Und damit nicht genug: Würde es zur Pflicht, Medikamente zusätzlich auf den weiblichen Organismus zu testen, würde sich die Zulassung verzögern und so der Leidensdruck aller steigen, die das Medikament benötigen.
Vorschlag: Zusätzliche Studien speziell für Frauen
Andreas Grund fordert deshalb, dass zunächst bei den Behörden ein Umdenken stattfinden muss. Nach der eigentlichen Zulassung könnten sie zum Beispiel eine weitere Studie, speziell für Frauen, von den Pharmaunternehmen verlangen.
Bei anderen Gruppen ist das schon der Fall, so gibt es zum Beispiel spezielle Kinderstudien.
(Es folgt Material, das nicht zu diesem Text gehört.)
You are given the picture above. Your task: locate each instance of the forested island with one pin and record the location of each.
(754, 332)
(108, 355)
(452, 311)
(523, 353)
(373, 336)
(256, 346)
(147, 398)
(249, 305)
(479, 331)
Denn schon länger ist klar: Kinder haben ihren eigenen Organismus mit Besonderheiten, die es zu beachten gilt. Sie sind nicht einfach kleine Erwachsene. Aber Frauen seien auch keine weiblichen Männer, so Grund.
Würde es spezielle Studien für Frauen geben, dann könnten Patientinnen, die diese Medikamente dringend brauchen, sicher behandelt werden. Zunächst in einem geschützten Rahmen einer wissenschaftlichen Studie. In der Folgezeit gäbe es für behandelnde Ärztinnen und Ärzte genug Informationen, um Medikamente sicher zu verabreichen – auch an Frauen.